© BK media systems 1996-2004
All Rights Reserved.
No part of these pages may be reproduced, transmitted, or translated in any form, by any means electronic, mechanical, manual,
optical, or otherwise, without prior written consent of Bernhard Kockoth
White Paper for Digital Stereo Vision System
© by Bernhard Kockoth media systems 1996-2010
- Basics of Human Environment Apprehension
- Machine Vision Emulates Human Visual System
- History of 3D Vision shows ups and downs
- Personal Computer enables Digital Imaging
- Traditional Print Media Distribution
Over time many engineers and artists worked on improving visual communications. Renaissance artists made great steps towards a better reproduction of reality and persisted by innovation in spatial painting and sculpture. I'll draw a vision for digital immersion media for the 3rd millenium. To put it another way and cite Hollywood movies: Have you been intrigued by the possibilities of media development like in the movie 'Brainstorm' ?!? - Then this article here is for you!
What is the goal? Deeper immersion means less artefacts and an experience closer to reality. From a neurofunctional view deep immersion may be compared to stepping through life - but in a dream.
Like in dreams, the stepping is virtual and the theme park is the experience. During sleep neurotransmitters inhibit the movements of our muscles yet we have the impression to have 'lived' our dreams. Dreaming is a virtual (memorized) reality experience and most of us have it every night. The approach in this article is to replace memorized reality by recorded reality. The sensual experience needs to be close to total. Most of our input comes through eyes and ears. If these two information channels receive full information thanks to advanced digital technology then the immersion experience in our brains is close to real reality. We live the recorded reality like in a dream!
In the following sections I'll explain the fundations for the Digital Parsonal Stereo Vision System and how it is based on natural parameters of human physical and logical functioning. The first chapter shows two examples of how the environment determines why we humans are the way we are. The second chapter takes a closer look on human and machine vision and explains the necessity of stereo vision. Which is not a new thing to image recording. History has tried it and again but until the arrival of powerful digital technologies stereo imaging became a fringe technology. Chapter 4 shows the way out to public awareness and acceptance. Digital Personal Stereo Vision will become part of our modern entertainment culture much like personal stereo and video games have established themselves at the end of the 20th century.
Basics of Human Environment Apprehension
As the human brain can be seen as an embedded control center for the individual it somehow has to get all the informations necessary to deliver the best service for itself and the flesh that sorrounds it.

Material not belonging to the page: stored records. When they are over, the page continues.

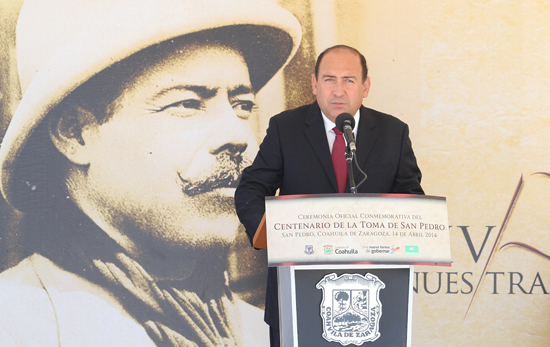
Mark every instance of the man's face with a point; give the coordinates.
(339, 87)
(163, 168)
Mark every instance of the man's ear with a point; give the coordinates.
(69, 130)
(314, 84)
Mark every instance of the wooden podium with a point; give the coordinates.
(345, 264)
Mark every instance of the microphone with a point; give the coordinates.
(345, 123)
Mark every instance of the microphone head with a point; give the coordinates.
(344, 118)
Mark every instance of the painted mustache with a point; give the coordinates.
(226, 174)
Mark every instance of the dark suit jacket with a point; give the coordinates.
(295, 158)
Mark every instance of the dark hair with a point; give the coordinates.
(364, 68)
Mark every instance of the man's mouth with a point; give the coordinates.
(225, 178)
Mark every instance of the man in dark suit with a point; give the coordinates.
(295, 156)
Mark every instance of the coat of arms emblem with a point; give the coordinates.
(351, 308)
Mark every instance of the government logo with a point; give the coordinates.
(351, 308)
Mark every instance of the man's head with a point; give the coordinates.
(163, 165)
(340, 81)
(145, 106)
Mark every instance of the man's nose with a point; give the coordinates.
(232, 134)
(232, 148)
(338, 89)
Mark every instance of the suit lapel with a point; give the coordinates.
(366, 136)
(315, 133)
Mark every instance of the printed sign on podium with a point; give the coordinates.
(345, 264)
(357, 228)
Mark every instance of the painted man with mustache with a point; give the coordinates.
(124, 154)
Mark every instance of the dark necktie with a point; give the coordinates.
(339, 160)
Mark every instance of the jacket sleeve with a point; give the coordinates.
(259, 180)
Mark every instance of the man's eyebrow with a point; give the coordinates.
(202, 91)
(333, 76)
(240, 90)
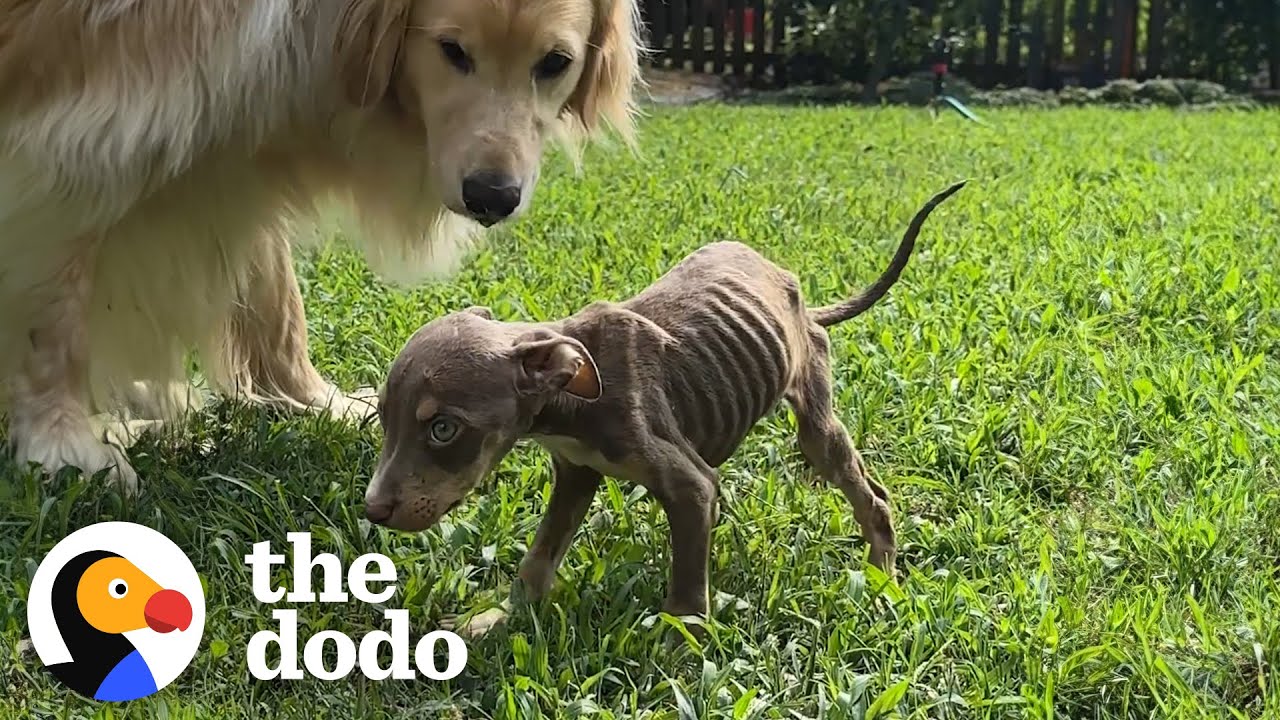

Direct interaction with the environment is restricted by the length of the arms and legs or by the speed of running. Humans are not fast, eight meters per second is the maximum speed. The limb-based limits have been overcome recently in human history by the use of body-enhancement tools, like an ax or an automobile. But the human brain has been hardwired to the limb-based limits a long time ago and nature needs time [count generations] to adapt to the new technology-based limits. And technology evolves at its own speed.
To illustrate this point, two examples:
a) The speed in which the human brain and body can act on incoming information limits the speed in which we can deal with the natural environment. This speed is close to 30 km/h, i.e. 8 meters per second. That is the speed of a fast runner, some sprinters are faster but in an artificial environment. When we are running we still can deal in real time with changes in the environment like people crossing our way. Think of the ultimate playground like an accelerated pedestrians zone. All people in there can avoid all obstacles in real time when they concentrate on making their way. Like our ancestors running away from wild animals or hostile humans. Those who were no able to react fast enough were eaten or stampeeded.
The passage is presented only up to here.